沈明挂断电话,又往锅里加了根柴火,两天的时间就把人抓住并且让对方开口了,看来沪市的同事还是很牢靠的嘛。
“有工作?”
沈壮坐着很矮的那种小凳子,一边拔着鸡毛一边问道。
“没工作,以前的事情处理好了,打电话和我说一声,我给找的线索。”
“挺好。”大爷手上动作不停,抬起头来冲着沈明笑了笑。“你大哥一会估计该来了,你们俩一会喝两杯。”
“七爷呢?七爷不来了吗?”
“你七爷被你七婶撵出去了,你可别学你七爷,年纪这么大了还胡搞八搞,这是没被我逮到,逮到有他好受的。”
“七爷不回来了?”
“估计睡哪娘们家里呢,上回来家我就看出来不对劲了,我们几个打牌手上消息都不断,打个电话还特么的躲远远的,我点他两句还敢跟我塞脸,说我胡说八道!”
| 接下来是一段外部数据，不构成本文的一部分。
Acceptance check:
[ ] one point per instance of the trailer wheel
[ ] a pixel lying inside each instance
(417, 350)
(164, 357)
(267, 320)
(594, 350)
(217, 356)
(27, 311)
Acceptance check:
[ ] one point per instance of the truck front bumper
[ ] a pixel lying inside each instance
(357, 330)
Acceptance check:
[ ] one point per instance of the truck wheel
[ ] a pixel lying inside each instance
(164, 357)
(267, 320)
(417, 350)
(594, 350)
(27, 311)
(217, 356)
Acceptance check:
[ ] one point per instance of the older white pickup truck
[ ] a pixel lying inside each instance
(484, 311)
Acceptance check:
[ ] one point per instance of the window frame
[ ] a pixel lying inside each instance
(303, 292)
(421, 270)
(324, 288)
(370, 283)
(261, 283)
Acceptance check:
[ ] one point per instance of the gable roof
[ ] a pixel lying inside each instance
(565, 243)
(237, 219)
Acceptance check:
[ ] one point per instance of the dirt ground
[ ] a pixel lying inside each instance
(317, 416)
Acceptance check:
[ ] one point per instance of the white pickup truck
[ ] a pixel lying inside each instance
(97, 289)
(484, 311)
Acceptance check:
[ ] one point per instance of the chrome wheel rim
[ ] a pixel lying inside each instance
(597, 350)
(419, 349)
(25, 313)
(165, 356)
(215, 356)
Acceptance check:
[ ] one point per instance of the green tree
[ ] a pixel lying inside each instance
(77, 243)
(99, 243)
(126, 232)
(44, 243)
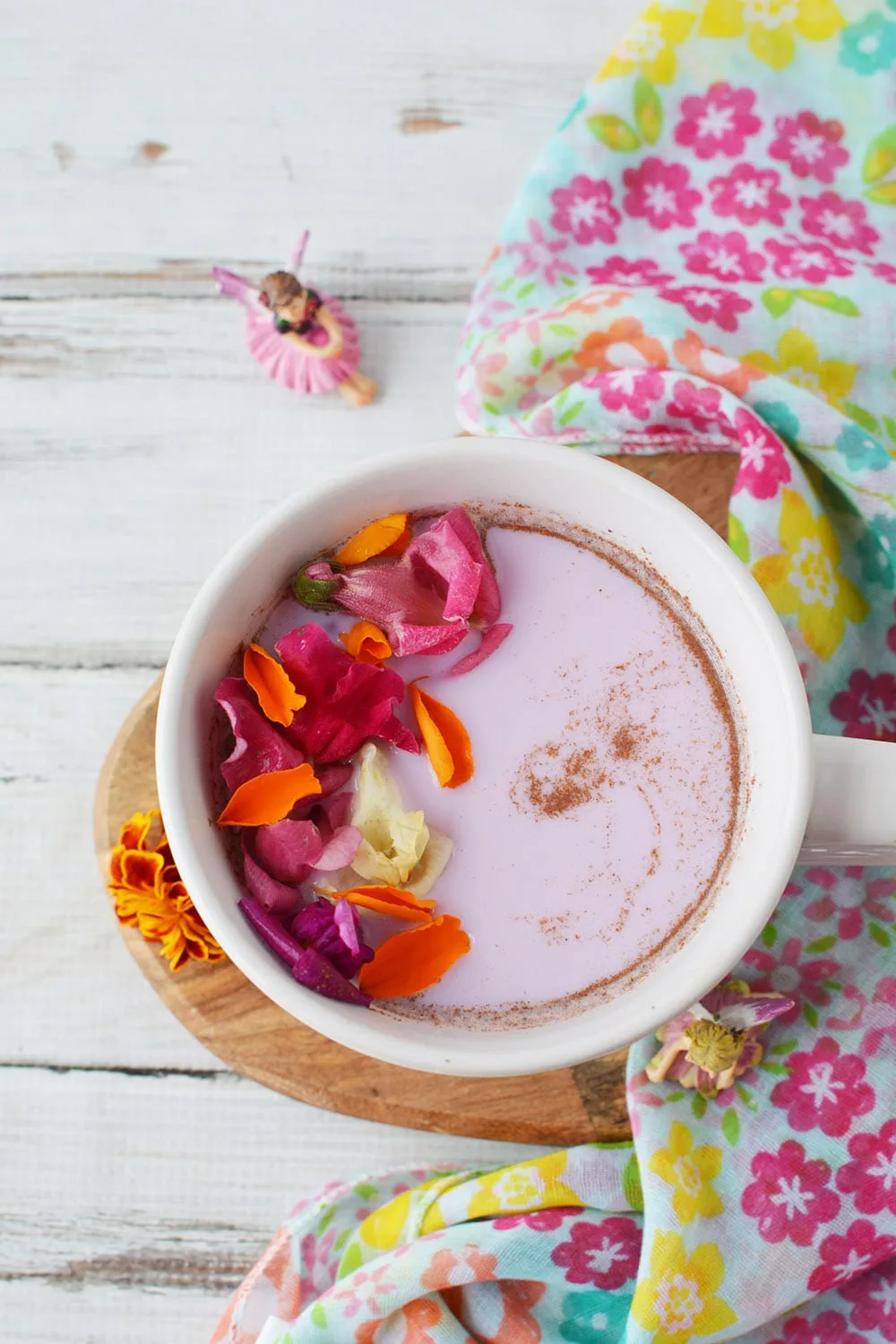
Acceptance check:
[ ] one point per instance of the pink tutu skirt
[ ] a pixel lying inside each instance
(282, 359)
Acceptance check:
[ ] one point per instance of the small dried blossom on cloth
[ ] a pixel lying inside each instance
(713, 1042)
(425, 599)
(151, 897)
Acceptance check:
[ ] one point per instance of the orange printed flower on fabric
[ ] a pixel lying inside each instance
(151, 897)
(367, 642)
(622, 346)
(708, 362)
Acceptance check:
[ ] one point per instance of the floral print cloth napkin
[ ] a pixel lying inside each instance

沈壮咬着牙,右手极为用力,但凡被他捏住的鸡毛没一个逃得掉的,都得被扒下来,下手极狠,好似在拔的不是鸡毛,是七爷的毛一般。
“八爷呢?八爷怎么也没来?上几天不还是在家的嘛?”
“你八爷去省城了,说是找了个路子搞什么胰岛素注射器,不带针孔的那种。”
“这个我知道,无针注射器,明年才上市,现在还在试用阶段。”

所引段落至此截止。